- O projeto de lei de chips 2.0 da UE ajusta a estratégia central, mudando o foco da política do lado da oferta, que visava atrair a Intel (INTC:US) e a TSMC (2330:TW) para construir fábricas de chips, para impulsionar a demanda local por chips fabricados na Europa.
- A responsável pelos assuntos de tecnologia da UE, Henna Virkkunen, apresentará na quarta-feira a versão atualizada da estratégia de semicondutores, planejando estimular a demanda através da compra de chips de startups locais pelos governos dos Estados membros e simplificar o mecanismo de distribuição de subsídios financeiros europeus.
- As principais empresas da cadeia de suprimentos local da Europa tiveram um desempenho de mercado misto na terça-feira, com as ações da Intel caindo 4,67%, enquanto a TSMC subiu 1,06%, a ASML (ASML:NL) subiu 1,35% e a BE Semiconductor (BESI:NL) subiu 1,19%.
Fracasso da política de subsídios do lado da oferta leva a correção de estratégia
A primeira versão do projeto de lei de chips da UE, aprovada em 2022, estabeleceu metas ambiciosas, planejando aumentar a participação da Europa na produção global de chips para 20% até 2030. No entanto, essa estratégia, predominantemente do lado da oferta, sofreu reveses recentemente. Em julho do ano passado, a Intel cancelou oficialmente os planos de construir duas grandes fábricas de chips na Alemanha. Embora considerações financeiras tenham sido a razão direta, isso reflete um problema mais profundo de falta de compromisso de compra por parte dos clientes na Europa. Sem um forte ecossistema local de design, depender apenas de subsídios financeiros para atrair fábricas avançadas se torna significativamente mais difícil.
Foco na demanda local para resolver a falta fundamental na cadeia de suprimentos
O projeto de lei de chips 2.0 recentemente divulgado indica que os formuladores de políticas europeus estão reconhecendo as falhas do modelo antigo. A nova estratégia se concentrará em estimular a demanda local por chips avançados. O plano que Virkkunen está prestes a anunciar mostra que as compras públicas serão uma alavanca importante, com os governos sendo incentivados a priorizar a compra de startups locais de chips. Se essa política for efetivamente implementada, poderá fornecer garantias iniciais de pedidos para os designers de chips avançados locais da Europa, aliviando o problema da dificuldade de instalação de fábricas devido à falta de grandes clientes.
Imitando a lei dos EUA para simplificar o processo de aprovação financeira descentralizado
Além da gestão do lado da demanda, a simplificação do mecanismo de subsídios é outro elemento central do novo projeto de lei. Em comparação com a Lei de Chips e Ciência dos EUA de 2022, que mobilizou diretamente US$ 39 bilhões em fundos federais, ofereceu uma isenção fiscal de investimento federal de 25% e foi complementada por apoio adicional dos estados, o plano anterior da Europa de 43 bilhões de euros enfrentou problemas de fragmentação do fundo. As fontes de financiamento incluíam outros projetos da UE e dependiam fortemente de subsídios dos próprios Estados membros, além de exigir uma avaliação prolongada pela Comissão Europeia. Se a reforma conseguir simplificar efetivamente as restrições políticas de Bruxelas e o processo de revisão múltipla, a eficiência de decisão da Europa ao atrair investimentos de gigantes internacionais de semicondutores poderá melhorar marginalmente.

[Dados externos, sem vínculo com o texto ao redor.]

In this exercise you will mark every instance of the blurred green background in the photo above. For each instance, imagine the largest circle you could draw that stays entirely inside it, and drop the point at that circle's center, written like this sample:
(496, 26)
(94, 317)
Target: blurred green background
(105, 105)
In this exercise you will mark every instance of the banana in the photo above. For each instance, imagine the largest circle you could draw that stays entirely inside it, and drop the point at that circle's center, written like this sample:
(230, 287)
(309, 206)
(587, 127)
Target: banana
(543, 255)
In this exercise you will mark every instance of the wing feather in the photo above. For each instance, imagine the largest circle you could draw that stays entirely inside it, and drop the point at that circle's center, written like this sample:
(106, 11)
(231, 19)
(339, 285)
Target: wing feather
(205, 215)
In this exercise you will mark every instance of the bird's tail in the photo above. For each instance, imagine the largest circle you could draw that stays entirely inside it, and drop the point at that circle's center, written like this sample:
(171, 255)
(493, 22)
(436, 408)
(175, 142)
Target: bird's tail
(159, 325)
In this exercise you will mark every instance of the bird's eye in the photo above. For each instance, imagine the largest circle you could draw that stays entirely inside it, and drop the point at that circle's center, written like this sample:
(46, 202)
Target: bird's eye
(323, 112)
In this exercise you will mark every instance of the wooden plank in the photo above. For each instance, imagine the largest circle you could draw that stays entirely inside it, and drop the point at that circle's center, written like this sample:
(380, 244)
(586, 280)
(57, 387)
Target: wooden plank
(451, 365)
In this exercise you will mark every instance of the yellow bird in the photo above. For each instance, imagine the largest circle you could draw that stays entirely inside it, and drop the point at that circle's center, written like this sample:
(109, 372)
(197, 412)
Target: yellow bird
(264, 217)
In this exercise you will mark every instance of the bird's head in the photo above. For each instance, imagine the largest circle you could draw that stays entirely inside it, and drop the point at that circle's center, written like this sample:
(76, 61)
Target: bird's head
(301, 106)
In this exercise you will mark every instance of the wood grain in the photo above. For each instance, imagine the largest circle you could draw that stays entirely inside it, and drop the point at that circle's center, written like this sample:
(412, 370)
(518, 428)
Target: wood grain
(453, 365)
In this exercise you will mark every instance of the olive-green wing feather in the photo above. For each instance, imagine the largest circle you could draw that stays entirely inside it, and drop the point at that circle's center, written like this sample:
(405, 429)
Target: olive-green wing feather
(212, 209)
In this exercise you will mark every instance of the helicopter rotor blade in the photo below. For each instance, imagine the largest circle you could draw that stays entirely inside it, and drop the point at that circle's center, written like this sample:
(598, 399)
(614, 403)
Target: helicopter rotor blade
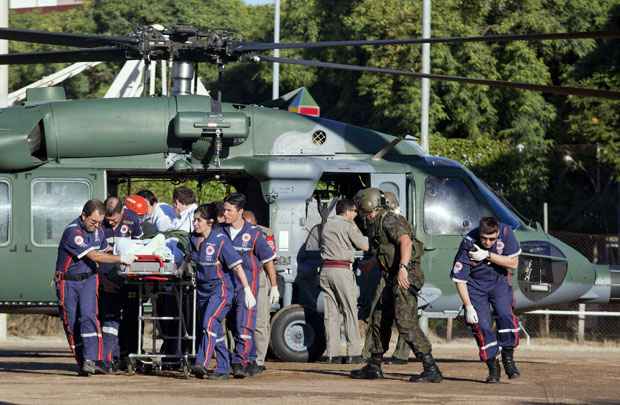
(561, 90)
(61, 38)
(75, 55)
(265, 46)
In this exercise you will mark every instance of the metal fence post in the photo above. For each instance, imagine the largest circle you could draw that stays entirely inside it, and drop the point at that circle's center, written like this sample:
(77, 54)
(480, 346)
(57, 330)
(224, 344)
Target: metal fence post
(3, 326)
(581, 324)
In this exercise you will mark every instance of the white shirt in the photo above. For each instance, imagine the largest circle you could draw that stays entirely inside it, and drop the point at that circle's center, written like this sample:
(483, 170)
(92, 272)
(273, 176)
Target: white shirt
(184, 221)
(161, 217)
(234, 232)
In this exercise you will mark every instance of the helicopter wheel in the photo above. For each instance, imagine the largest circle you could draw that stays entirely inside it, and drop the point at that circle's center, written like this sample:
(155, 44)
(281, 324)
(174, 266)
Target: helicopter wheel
(297, 334)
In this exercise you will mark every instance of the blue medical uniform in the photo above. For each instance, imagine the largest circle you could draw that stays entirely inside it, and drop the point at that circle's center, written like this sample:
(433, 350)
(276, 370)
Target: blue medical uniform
(213, 258)
(255, 251)
(77, 283)
(116, 308)
(490, 291)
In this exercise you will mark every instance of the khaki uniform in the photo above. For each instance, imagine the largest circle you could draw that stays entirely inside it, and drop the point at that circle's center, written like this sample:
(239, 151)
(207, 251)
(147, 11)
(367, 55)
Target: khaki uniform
(391, 302)
(339, 239)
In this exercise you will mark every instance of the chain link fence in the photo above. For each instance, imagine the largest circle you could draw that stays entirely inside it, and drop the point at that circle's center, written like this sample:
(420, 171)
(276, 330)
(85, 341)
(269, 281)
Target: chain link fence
(602, 249)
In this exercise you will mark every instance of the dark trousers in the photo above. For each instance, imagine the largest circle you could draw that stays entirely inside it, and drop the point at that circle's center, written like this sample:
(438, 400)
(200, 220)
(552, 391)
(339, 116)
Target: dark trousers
(77, 304)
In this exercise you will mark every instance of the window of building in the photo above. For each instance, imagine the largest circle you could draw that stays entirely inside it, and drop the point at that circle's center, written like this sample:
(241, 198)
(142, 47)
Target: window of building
(5, 212)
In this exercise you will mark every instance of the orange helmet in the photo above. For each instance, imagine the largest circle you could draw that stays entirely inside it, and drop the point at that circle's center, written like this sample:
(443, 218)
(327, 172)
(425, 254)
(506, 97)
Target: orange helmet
(137, 204)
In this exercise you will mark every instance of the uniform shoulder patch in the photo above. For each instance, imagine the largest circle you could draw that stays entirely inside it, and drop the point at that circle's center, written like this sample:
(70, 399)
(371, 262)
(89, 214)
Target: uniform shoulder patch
(499, 246)
(78, 240)
(396, 222)
(458, 266)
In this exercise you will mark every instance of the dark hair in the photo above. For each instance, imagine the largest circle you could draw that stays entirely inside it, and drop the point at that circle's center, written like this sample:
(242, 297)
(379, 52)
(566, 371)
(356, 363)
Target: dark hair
(148, 196)
(92, 206)
(183, 195)
(488, 225)
(249, 216)
(236, 199)
(207, 211)
(113, 206)
(343, 205)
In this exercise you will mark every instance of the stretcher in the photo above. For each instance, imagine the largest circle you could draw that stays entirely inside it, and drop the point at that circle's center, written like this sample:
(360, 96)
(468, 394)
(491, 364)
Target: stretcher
(170, 293)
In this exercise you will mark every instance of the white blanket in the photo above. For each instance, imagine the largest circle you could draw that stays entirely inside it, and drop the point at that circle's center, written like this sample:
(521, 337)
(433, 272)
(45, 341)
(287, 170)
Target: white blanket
(155, 246)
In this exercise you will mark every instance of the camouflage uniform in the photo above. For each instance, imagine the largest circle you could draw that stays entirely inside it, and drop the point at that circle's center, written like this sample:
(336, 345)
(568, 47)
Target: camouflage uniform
(393, 303)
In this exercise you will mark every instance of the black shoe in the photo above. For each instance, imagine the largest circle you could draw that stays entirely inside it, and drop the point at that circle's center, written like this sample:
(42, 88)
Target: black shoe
(218, 376)
(91, 367)
(239, 371)
(82, 373)
(254, 369)
(199, 371)
(352, 360)
(510, 367)
(431, 371)
(112, 368)
(331, 360)
(396, 360)
(494, 371)
(370, 371)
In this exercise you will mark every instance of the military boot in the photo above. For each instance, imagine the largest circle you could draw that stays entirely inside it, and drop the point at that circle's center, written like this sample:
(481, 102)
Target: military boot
(90, 367)
(510, 367)
(431, 372)
(494, 371)
(372, 369)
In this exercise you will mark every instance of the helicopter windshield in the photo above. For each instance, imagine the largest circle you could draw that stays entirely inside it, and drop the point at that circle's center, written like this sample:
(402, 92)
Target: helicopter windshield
(498, 204)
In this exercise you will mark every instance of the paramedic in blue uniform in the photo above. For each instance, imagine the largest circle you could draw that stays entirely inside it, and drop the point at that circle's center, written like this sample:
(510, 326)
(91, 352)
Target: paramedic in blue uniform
(81, 247)
(214, 259)
(482, 273)
(120, 222)
(256, 253)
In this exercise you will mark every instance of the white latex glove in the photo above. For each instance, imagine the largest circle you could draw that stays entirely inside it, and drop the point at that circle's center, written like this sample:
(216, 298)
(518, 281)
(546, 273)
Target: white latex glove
(470, 314)
(127, 258)
(274, 295)
(478, 254)
(250, 301)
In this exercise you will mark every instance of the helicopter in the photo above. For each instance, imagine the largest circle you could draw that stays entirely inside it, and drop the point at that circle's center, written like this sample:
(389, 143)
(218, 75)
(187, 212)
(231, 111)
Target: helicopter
(55, 154)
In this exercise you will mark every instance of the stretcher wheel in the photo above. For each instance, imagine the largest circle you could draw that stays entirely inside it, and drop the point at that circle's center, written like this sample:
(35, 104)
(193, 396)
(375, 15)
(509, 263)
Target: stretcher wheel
(297, 334)
(131, 367)
(186, 369)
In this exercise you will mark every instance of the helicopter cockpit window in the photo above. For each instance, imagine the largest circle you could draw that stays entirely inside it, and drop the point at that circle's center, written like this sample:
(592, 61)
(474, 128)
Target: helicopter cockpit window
(5, 212)
(55, 203)
(450, 208)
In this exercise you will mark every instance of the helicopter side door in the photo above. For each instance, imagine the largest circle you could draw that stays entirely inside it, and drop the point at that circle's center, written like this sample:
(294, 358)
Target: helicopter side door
(395, 183)
(44, 201)
(450, 208)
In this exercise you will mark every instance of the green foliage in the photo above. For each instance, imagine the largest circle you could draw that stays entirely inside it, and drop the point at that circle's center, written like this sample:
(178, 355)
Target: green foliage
(477, 125)
(205, 191)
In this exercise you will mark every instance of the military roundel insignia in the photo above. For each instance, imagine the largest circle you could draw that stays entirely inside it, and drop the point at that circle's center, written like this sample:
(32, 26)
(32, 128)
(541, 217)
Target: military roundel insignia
(458, 266)
(79, 240)
(499, 247)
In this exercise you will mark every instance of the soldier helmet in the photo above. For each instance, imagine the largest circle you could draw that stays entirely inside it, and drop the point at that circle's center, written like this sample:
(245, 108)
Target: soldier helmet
(390, 200)
(369, 199)
(137, 204)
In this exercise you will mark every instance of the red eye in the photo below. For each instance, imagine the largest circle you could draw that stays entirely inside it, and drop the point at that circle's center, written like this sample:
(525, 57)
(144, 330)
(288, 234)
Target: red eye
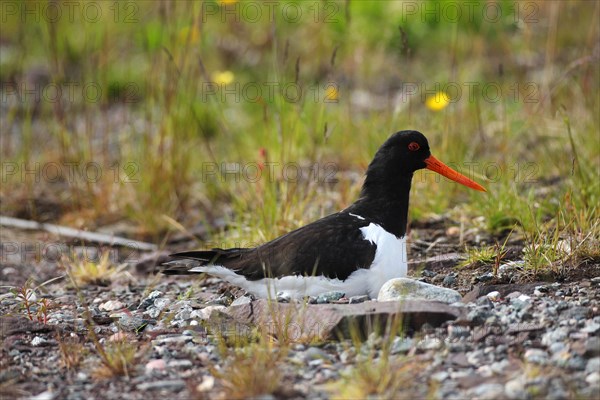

Embora a Europa careça de capacidade avançada, ainda controla etapas críticas de equipamentos
Apesar dos desafios enfrentados pelos políticos europeus em atrair fábricas avançadas e estimular a inovação empresarial, a Europa não está sem trunfos na corrida global de inteligência artificial e semicondutores. A ASML, a empresa de tecnologia mais valiosa da Europa, quase monopoliza o mercado global de equipamentos de litografia essenciais para a fabricação de chips avançados. Além disso, a BE Semiconductor e a ASM International têm papéis importantes nos campos de embalagem avançada e equipamentos de fabricação críticos, a Infineon (IFX:DE) lidera em semicondutores de potência necessários para controle de energia em data centers, e a Soitec (SOI:FR) mantém uma participação crucial no fornecimento de materiais básicos. Isso significa que, mesmo que o novo projeto de lei não atinja as expectativas na criação de demanda local, a Europa ainda pode manter uma capacidade estratégica de defesa importante em meio a riscos macroeconômicos, graças ao seu controle absoluto sobre etapas críticas da cadeia de suprimentos global de semicondutores.